FITUG e.V.

Förderverein Informationstechnik und Gesellschaft

Will FBI Decide Internet Configuration?

<http://weblog.siliconvalley.com/column/dangillmor/archives/010128.shtml >

March 16, 2004

Will FBI Decide Internet Configuration?

• posted by Dan Gillmor 08:56 AM • permanent link to this item

# Washington Post: Easier Internet Wiretaps Sought. The Justice Department wants to significantly expand the government's ability to monitor online traffic, proposing that providers of high-speed Internet service should be forced to grant easier access for FBI wiretaps and other electronic surveillance, according to documents and government officials. A petition filed this week with the Federal Communications Commission also suggests that consumers should be required to foot the bill.

Civil liberties groups are calling this request "breathtaking," and that's no exaggeration. What's on the table here is not just the most wide-ranging surveillance capabilities in communications history, but also a fundamental attack on liberty itself.

Among the most important things to understand about this proposal is its back-door attack on encryption, the technology that lets you communicate without snoops, public or private, capturing everything you say. This question was settled, we thought, years ago -- with the value of encryption plainly overriding the problems it creates for law enforcement.

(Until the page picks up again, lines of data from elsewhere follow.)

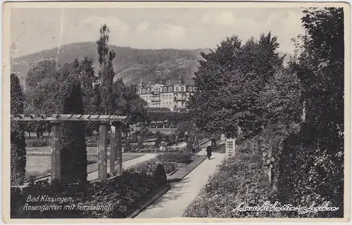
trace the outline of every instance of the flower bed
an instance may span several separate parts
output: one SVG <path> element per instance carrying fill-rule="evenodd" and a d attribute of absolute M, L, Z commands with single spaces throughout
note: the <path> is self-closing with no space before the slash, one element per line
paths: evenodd
<path fill-rule="evenodd" d="M 157 148 L 152 146 L 144 146 L 143 148 L 139 148 L 137 144 L 131 143 L 130 150 L 124 149 L 124 153 L 163 153 L 163 152 L 177 152 L 182 150 L 183 148 L 166 147 L 165 149 Z"/>
<path fill-rule="evenodd" d="M 46 181 L 23 188 L 11 188 L 11 218 L 124 218 L 147 195 L 153 193 L 165 184 L 154 180 L 149 176 L 125 172 L 122 176 L 115 177 L 106 183 L 94 182 L 86 185 L 69 185 L 63 182 L 48 184 Z M 66 198 L 69 202 L 30 202 L 29 195 L 42 199 Z M 58 199 L 58 198 L 56 198 Z M 64 198 L 61 198 L 61 200 Z M 56 205 L 58 210 L 25 210 L 25 204 L 34 207 Z M 68 210 L 67 207 L 75 205 Z M 83 210 L 77 205 L 96 206 L 95 210 Z M 66 206 L 66 208 L 65 208 Z M 101 206 L 106 206 L 104 209 Z M 99 207 L 99 208 L 98 208 Z M 26 209 L 28 209 L 27 207 Z M 48 209 L 48 208 L 46 208 Z"/>

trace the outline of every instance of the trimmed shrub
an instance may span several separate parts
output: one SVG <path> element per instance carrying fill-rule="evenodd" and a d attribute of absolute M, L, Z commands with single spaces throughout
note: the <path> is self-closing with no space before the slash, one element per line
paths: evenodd
<path fill-rule="evenodd" d="M 133 166 L 132 167 L 130 168 L 128 171 L 130 171 L 130 172 L 144 174 L 147 176 L 152 176 L 155 174 L 158 165 L 163 165 L 165 174 L 170 174 L 179 167 L 179 165 L 175 162 L 159 162 L 157 159 L 153 158 L 151 160 Z"/>
<path fill-rule="evenodd" d="M 136 205 L 145 196 L 153 193 L 163 184 L 145 174 L 125 172 L 122 176 L 105 182 L 70 184 L 63 181 L 46 181 L 23 188 L 11 189 L 11 218 L 125 218 L 134 210 Z M 32 197 L 47 195 L 49 198 L 71 198 L 70 202 L 55 202 L 61 206 L 58 210 L 25 210 L 24 206 L 49 207 L 53 202 L 27 202 L 29 195 Z M 63 199 L 63 198 L 61 198 Z M 64 210 L 64 207 L 75 205 L 73 210 Z M 84 210 L 80 206 L 106 207 L 96 210 Z"/>
<path fill-rule="evenodd" d="M 20 79 L 11 75 L 11 113 L 23 114 L 23 93 Z M 25 127 L 23 122 L 11 122 L 11 184 L 23 184 L 26 158 Z"/>
<path fill-rule="evenodd" d="M 225 161 L 207 181 L 183 216 L 187 217 L 272 217 L 275 212 L 245 211 L 235 209 L 242 202 L 247 206 L 262 205 L 276 200 L 268 176 L 262 169 L 260 155 L 238 152 Z M 272 202 L 273 200 L 273 202 Z"/>
<path fill-rule="evenodd" d="M 58 112 L 83 114 L 79 77 L 70 75 L 60 90 Z M 70 181 L 87 181 L 87 145 L 85 124 L 64 122 L 60 127 L 61 139 L 61 177 Z"/>
<path fill-rule="evenodd" d="M 154 180 L 161 184 L 168 183 L 168 177 L 164 169 L 164 167 L 161 164 L 158 164 L 154 173 Z"/>

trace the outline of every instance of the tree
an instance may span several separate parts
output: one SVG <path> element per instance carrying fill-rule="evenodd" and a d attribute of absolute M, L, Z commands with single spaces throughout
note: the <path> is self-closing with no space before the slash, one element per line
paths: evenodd
<path fill-rule="evenodd" d="M 79 76 L 71 75 L 65 81 L 58 97 L 59 113 L 83 114 Z M 61 138 L 61 177 L 68 181 L 87 181 L 87 146 L 83 122 L 64 122 Z"/>
<path fill-rule="evenodd" d="M 11 75 L 11 113 L 23 114 L 23 94 L 18 77 Z M 23 185 L 27 161 L 25 127 L 23 122 L 11 122 L 11 184 Z"/>

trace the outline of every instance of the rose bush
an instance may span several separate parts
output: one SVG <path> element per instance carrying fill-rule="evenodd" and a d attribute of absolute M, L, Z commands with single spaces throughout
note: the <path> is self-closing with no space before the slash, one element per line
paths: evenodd
<path fill-rule="evenodd" d="M 22 190 L 11 189 L 11 218 L 124 218 L 134 210 L 138 202 L 156 191 L 163 184 L 145 174 L 125 172 L 121 176 L 106 183 L 68 184 L 64 181 L 46 181 L 31 184 Z M 50 198 L 72 198 L 71 202 L 60 203 L 59 210 L 24 210 L 25 204 L 29 205 L 50 205 L 53 202 L 26 202 L 29 195 L 32 197 L 48 195 Z M 39 197 L 42 198 L 42 197 Z M 105 210 L 82 210 L 77 208 L 83 205 L 111 206 Z M 75 210 L 63 210 L 65 205 L 76 205 Z"/>
<path fill-rule="evenodd" d="M 176 162 L 160 162 L 158 159 L 153 158 L 135 165 L 127 169 L 127 171 L 133 173 L 143 174 L 147 176 L 153 176 L 158 164 L 161 164 L 164 167 L 166 174 L 170 174 L 178 167 L 178 164 Z"/>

But that was before people really started using the Net to communicate in more traditional ways, such as with Voice over IP. VoIP is just an application that converts analog voice to digital data, which then gets sent in little packages over various routes to its destination, where the packets are reassembled and converted back to analog voice. Now it's relatively simple to make such calls secure: add an encryption layer. This is what at least one VoIP provider does now, and if mine doesn't start doing it soon I'll consider switching services.

The government can't "tap" those calls unless it can decrypt the data. And if it demands the right to be able to do this, then encryption itself is dead for you and me. If we have to hand over our keys to the government, liberty itself will take another hit.